It’s hard to write with a living baby in my life. Aside from the obvious–that there’s just no time–I’m just not sure what I need to say. What I need. What I want. Who I am.
“How are you?” a friend asked, a few weeks after Margot was born. And I jokingly responded, “Who is ‘me’?”
I’m struggling with my sense of myself. I’m struggling with my sense of Joseph. Who am I, now that I’m a mother, when I was a mother before but this is so clearly a different animal altogether? Who is Joseph in my life now, now that I watch his sister grow and every day become more and more a part of our lives while Joseph stays still, always no days old, in the past?
This is what I always wanted. This motherhood.
I’m having trouble squaring that with the fact that Joseph was what I always wanted. My firstborn. My first baby.
His death has changed who I thought I’d be as a mother. Small ways I am uncovering little by little. Once, twice, three times a day I look at Margot and go cold with fear, sure she isn’t breathing, certain she has died.
Another loss–who I thought I would become.

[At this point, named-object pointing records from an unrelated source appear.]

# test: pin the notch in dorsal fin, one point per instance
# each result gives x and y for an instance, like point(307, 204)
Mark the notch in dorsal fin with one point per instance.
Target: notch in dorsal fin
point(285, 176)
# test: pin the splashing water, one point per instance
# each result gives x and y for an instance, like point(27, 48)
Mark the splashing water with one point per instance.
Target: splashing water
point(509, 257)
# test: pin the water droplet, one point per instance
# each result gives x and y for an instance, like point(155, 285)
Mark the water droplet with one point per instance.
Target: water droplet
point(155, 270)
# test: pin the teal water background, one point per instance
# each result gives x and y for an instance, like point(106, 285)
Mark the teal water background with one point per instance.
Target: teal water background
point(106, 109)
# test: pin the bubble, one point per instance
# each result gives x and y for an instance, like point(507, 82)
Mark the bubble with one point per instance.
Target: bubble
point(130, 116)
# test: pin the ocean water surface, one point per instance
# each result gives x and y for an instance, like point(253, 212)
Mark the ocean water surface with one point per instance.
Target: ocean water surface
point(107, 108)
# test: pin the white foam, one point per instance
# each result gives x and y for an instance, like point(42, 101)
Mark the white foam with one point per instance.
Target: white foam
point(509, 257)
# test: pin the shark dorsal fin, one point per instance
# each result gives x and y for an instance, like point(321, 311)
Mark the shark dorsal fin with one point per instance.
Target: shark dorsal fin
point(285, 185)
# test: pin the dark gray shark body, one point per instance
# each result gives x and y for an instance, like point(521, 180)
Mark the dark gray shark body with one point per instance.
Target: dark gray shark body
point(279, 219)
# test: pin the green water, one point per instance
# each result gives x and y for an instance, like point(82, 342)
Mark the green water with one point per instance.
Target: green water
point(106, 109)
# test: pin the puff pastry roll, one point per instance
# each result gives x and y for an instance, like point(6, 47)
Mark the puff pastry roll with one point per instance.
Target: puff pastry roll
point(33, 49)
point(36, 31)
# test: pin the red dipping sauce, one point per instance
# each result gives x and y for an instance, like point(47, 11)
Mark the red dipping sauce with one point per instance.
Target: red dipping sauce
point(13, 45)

One, two, three days go by when I don’t think of Joseph. Not that I forget him, but that he is not in my present. I don’t sit in the glider and look at his urn or his butterfly or the photo of me eight months pregnant, a few days before he died–we moved his ashes. I don’t clasp his name around my neck every morning–Margot is grabbing; she rubs her face against the chain, too, pushing it hard into my skin. I don’t go out the back door much anymore–I park in the front–so I don’t see his bench and his camellia and the arbor every day.
Who are you, Joseph? Who are you to me, now?
A says when she reads about new losses on the Glow forums, when she hears the shock and confusion and despair of those early days, she wants to say, “Trust the process.” Grief comes and lives differently in each of us. You’ll find your way. Things will become clear, in their own time.
So that’s what we are doing. Trying to trust that Joseph’s place, his new shape, will become clear in our lives now that Margot is here.